Back in Vermont, she had a decently sized walk in closet, not to mention the bureau, the jewelry case on the bureau (and the one on the shelf that played music), and the whole wall of louvered doors that accordianed open.
She bought her blouses, and of course loved polyester—particularly anything with paisleys (maybe this is from where my offbeat side comes). The ladies at the fabric store knew her well. Toting her latest purchases, if she didn’t already have something to match, she’d lay the blouse against one bolt of fabric after another to find just the right shade. The skirts that resulted were wrap-arounds.
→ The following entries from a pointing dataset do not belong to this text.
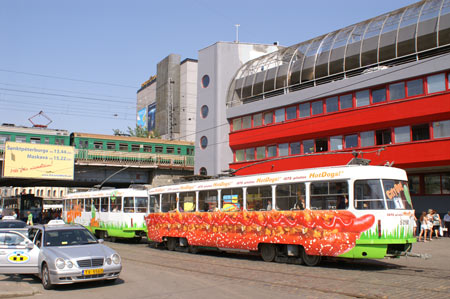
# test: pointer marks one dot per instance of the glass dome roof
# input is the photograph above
(398, 34)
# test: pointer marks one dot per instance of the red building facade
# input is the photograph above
(321, 102)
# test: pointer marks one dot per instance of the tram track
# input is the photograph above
(300, 278)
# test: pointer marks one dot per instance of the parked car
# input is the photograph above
(9, 223)
(58, 253)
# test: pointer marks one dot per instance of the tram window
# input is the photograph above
(232, 200)
(128, 204)
(207, 201)
(187, 201)
(329, 195)
(96, 204)
(116, 204)
(397, 195)
(259, 198)
(154, 203)
(87, 205)
(104, 204)
(141, 204)
(369, 195)
(169, 202)
(290, 197)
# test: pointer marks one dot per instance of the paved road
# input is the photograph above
(156, 273)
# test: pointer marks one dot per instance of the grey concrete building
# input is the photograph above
(166, 103)
(217, 66)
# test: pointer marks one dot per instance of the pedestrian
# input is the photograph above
(447, 224)
(436, 224)
(30, 218)
(423, 227)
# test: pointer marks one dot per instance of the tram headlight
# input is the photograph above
(115, 258)
(60, 263)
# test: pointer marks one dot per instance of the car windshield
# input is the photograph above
(68, 237)
(12, 224)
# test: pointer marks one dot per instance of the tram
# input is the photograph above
(110, 213)
(350, 211)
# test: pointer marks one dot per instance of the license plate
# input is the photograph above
(93, 271)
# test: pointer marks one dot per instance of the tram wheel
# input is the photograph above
(310, 260)
(172, 244)
(268, 252)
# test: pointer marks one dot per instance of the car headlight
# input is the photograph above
(115, 258)
(60, 263)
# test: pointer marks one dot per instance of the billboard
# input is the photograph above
(38, 161)
(142, 118)
(151, 117)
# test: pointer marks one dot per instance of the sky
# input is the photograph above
(81, 62)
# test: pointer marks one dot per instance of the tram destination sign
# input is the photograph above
(38, 161)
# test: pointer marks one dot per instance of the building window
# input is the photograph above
(397, 91)
(240, 155)
(203, 171)
(321, 145)
(304, 110)
(261, 152)
(317, 107)
(351, 141)
(415, 87)
(205, 81)
(362, 98)
(402, 134)
(367, 138)
(383, 137)
(332, 104)
(379, 95)
(283, 149)
(291, 112)
(308, 146)
(111, 146)
(203, 142)
(346, 101)
(237, 123)
(420, 132)
(268, 118)
(247, 122)
(147, 148)
(336, 143)
(295, 148)
(432, 183)
(257, 120)
(436, 83)
(279, 115)
(441, 129)
(271, 151)
(98, 145)
(250, 154)
(204, 111)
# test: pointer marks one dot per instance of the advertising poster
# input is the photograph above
(38, 161)
(151, 117)
(141, 120)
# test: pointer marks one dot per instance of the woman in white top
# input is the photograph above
(423, 226)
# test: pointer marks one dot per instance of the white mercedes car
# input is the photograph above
(58, 253)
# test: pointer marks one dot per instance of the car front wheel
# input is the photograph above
(46, 282)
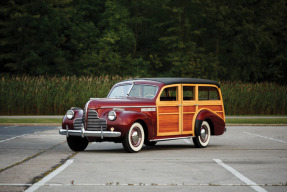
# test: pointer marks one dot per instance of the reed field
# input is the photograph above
(26, 95)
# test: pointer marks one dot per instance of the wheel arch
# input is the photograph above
(216, 123)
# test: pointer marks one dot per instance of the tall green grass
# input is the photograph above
(26, 95)
(254, 98)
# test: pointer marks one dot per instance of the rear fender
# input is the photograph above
(216, 123)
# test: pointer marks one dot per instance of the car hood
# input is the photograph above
(119, 102)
Some tied, others clipped or snapped together.
Aside from pigging out, going to Meme’s house meant reveling in cascading polyester and playing dress up. She didn’t have any of her dresses from the 40s and 50s (the era of accentuated femininity), but her wrap-around skirts were entertaining enough. And then there was the jewelry. Meme was a huge fan of clip on earrings. Enameled flowers in lime green with a smattering of rhinestones. Brooches, necklaces, rings and bracelets. Her jewelry smelled more like her than her clothes did—more precisely, smelled like Jean Naté and baby powder.
Part of it was the joy of exploration, and the thrill of maybe, possibly being someplace I wasn’t supposed to be, about to find something that was supposed to remain hidden. The other part of it was simply being a girl.